Hook — Your realtime app is fast, but analytics are killing your budget
You built Firestore-powered realtime features — chat, presence, live dashboards — and they’re snappy. But when your analytics queries start scanning millions of documents, Firestore costs spike and latency kills exploration. The solution in 2026 is a hybrid: keep Firestore for realtime, and stream an append-only events feed into an OLAP engine like ClickHouse for fast, cheap analytics.
Executive summary — Reference architecture in two sentences
Stream Firestore document change events into a durable streaming layer (Pub/Sub/Kafka) then batch or stream-load into ClickHouse using an ingestion service (Cloud Run/Dataflow/Kafka Connect). In ClickHouse, design an append-only events schema and use materialized views for rollups and user-facing aggregates to keep queries sub-second and storage cost-effective.
Why this matters in 2026
In late 2025 and early 2026 we saw OLAP adoption accelerate — ClickHouse raised large growth capital and extended integrations across cloud ecosystems. Teams increasingly choose hybrid architectures: transactional (Firestore) + analytical (ClickHouse). This pattern reduces operational cost and preserves realtime UX while enabling exploratory analytics, ML features, and compliance-friendly audit trails.
Top benefits
- Cost efficiency: OLAP storage + compressed columnar format is far cheaper for large scan queries than transactional document reads.

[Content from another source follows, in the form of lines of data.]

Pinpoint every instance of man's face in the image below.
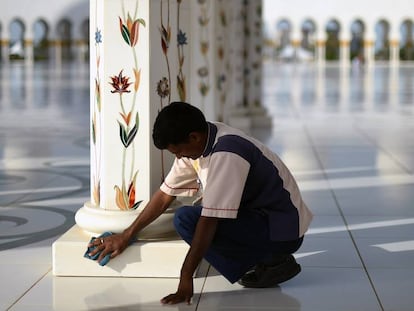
[167,133,205,160]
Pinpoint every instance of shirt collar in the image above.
[202,122,217,157]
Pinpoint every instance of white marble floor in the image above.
[0,63,414,311]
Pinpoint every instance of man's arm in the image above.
[161,216,218,304]
[89,190,175,262]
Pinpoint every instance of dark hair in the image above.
[152,102,208,149]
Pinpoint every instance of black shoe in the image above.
[238,255,301,288]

- Realtime UX: Firestore remains the primary datastore for live views and presence, avoiding query-time joins or heavy indexing.
- Analytics at scale: ClickHouse gives sub-second analytical queries over billions of events.
- Flexible materialized views: Precompute metrics and maintain them in ClickHouse for dashboards and feature stores.
Reference architecture overview
+----------------+ Firestore events +-----------+ Stream/Batch +-------------+
| Mobile/Web SDK | -----------------------> | CloudFn / | ---------------> | Pub/Sub / |
| (Firestore) | (onCreate/onUpdate) | Eventarc | | Kafka |
+----------------+ +-----------+ +-------------+
|
| Debatching &
| transformation
v
+-----------------+
| Cloud Run / |
| Dataflow worker |
| (ClickHouse DB) |
+-----------------+
|
v
+--------------------+
| ClickHouse cluster |
| - events (MergeTree)|
| - materialized views|
+--------------------+
Key components
- Firestore: Keep document writes and realtime listeners native to client SDKs.
- Event emitter: Cloud Functions / Eventarc that converts Firestore change events into canonical event messages.
- Streaming layer: Pub/Sub or Kafka for guaranteed at-least-once delivery, buffering and replays.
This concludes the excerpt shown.